From page 19: > But all those other languages include explicit support for null ...

dllthomas · on Sept 9, 2015

A null pointer is a perfectly sensible implementation of an optional type.

jblandy · on Sept 9, 2015

And indeed, it's the representation Rust uses. When you have the type Option<T>, if Rust knows that a value of type T can never be zero (as is the case with pointer types), then the compiler uses zero as the machine-level representation for None, which indicates the absence of a value. I get into that a few paragraphs later.

What's important is that you can't use a value of type Option<T> as if it were T; you have to check it first. This is helpful for non-pointer types as well; I include an example of that.

Veedrac · on Sept 9, 2015

It's different from a traditional Option type, though, in that Option<Option<T>> is inexpressible, and that the distinction between map and flat_map is reduced.

jamii · on Sept 9, 2015

In case anyone thinks that's an academic point, this is exactly the reason who so many dynamic languages can't tell the difference between 'key is not in hashtable' and 'key is in hashtable with value null'. I constantly get bitten by this and similar confusions when writing javascript or clojure.
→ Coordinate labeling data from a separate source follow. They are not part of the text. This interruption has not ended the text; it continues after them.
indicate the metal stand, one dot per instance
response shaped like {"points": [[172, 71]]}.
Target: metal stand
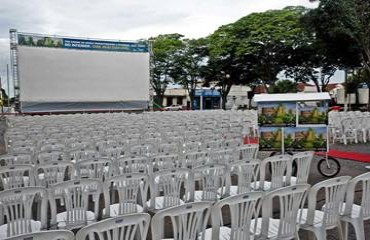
{"points": [[14, 66]]}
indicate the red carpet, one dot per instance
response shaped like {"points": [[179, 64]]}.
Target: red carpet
{"points": [[361, 157], [354, 156]]}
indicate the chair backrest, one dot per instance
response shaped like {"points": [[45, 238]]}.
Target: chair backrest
{"points": [[15, 159], [291, 199], [80, 155], [17, 206], [168, 148], [188, 221], [248, 151], [112, 153], [129, 187], [128, 227], [195, 159], [189, 146], [335, 190], [75, 195], [133, 165], [303, 160], [53, 147], [50, 156], [362, 181], [16, 176], [247, 172], [46, 235], [224, 156], [281, 171], [167, 161], [52, 173], [169, 184], [142, 150], [100, 168], [210, 179], [242, 209]]}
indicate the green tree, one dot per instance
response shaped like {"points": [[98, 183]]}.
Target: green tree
{"points": [[284, 86], [162, 62], [268, 40], [343, 26], [189, 64], [333, 46]]}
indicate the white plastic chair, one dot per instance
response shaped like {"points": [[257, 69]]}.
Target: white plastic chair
{"points": [[211, 182], [195, 159], [247, 173], [16, 159], [224, 156], [248, 151], [50, 156], [75, 195], [132, 194], [132, 165], [188, 221], [163, 162], [166, 188], [242, 209], [128, 227], [318, 221], [281, 171], [17, 205], [16, 176], [52, 173], [303, 161], [353, 213], [291, 200], [80, 155], [46, 235], [100, 168]]}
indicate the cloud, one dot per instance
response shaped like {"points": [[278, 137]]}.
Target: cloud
{"points": [[124, 19]]}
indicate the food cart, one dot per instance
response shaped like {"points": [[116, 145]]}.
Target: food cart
{"points": [[294, 122]]}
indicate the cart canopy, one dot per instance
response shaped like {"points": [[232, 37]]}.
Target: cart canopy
{"points": [[291, 97]]}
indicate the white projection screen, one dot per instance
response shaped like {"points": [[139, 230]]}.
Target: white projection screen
{"points": [[63, 79]]}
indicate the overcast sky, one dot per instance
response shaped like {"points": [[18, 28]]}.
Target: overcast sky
{"points": [[124, 19]]}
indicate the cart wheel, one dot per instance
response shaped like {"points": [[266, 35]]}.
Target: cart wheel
{"points": [[294, 165], [328, 168]]}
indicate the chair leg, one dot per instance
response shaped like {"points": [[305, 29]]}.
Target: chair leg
{"points": [[345, 230], [359, 229], [320, 234], [340, 232]]}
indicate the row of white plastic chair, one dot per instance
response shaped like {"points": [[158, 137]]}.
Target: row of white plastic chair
{"points": [[279, 214], [351, 127]]}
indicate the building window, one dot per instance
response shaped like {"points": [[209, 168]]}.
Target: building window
{"points": [[169, 101], [179, 100]]}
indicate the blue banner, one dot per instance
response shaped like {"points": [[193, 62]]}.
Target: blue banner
{"points": [[84, 44]]}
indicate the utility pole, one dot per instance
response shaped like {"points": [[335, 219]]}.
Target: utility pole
{"points": [[7, 84]]}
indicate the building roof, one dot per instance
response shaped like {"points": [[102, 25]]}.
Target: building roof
{"points": [[291, 97]]}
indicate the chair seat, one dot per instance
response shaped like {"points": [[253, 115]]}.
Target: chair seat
{"points": [[62, 217], [26, 181], [114, 209], [355, 213], [272, 231], [293, 180], [159, 202], [266, 186], [234, 190], [318, 219], [225, 234], [35, 227]]}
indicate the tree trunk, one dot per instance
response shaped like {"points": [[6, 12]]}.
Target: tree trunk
{"points": [[224, 101]]}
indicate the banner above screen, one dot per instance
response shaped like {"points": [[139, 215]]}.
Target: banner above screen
{"points": [[33, 40]]}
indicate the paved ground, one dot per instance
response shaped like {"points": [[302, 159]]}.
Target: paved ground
{"points": [[349, 168]]}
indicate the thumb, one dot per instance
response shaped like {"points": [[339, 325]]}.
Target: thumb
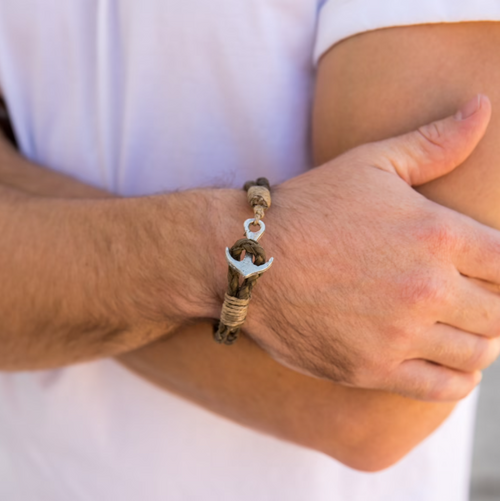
{"points": [[437, 148]]}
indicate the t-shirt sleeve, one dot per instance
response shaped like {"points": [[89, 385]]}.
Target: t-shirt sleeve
{"points": [[340, 19]]}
dllthomas · on Sept 9, 2015

Removing a layer of indirection when you had a reference type anyway is an optimization that runs into the issue that you describe. The obvious solution is to not apply it when null is already a valid inhabitant of that reference type.

Without collapsing that indirection, Option<Option<T>> is perfectly expressible:

    Just (Just foo): <ptr> -> <ptr> -> foo
    Just Nothing: <ptr> -> <0>
    Nothing: <0>

It's true that some languages expose "nullable references" as a distinct type and not a detail of representation, and it's true (... and sometimes obnoxious) that this doesn't layer as nicely (in particular, it's not a functor).

jblandy · on Sept 9, 2015

It may be worth pointing out that the `Option<T>` type in Rust doesn't inherently involve any pointers at all, assuming `T` is not a pointer type itself.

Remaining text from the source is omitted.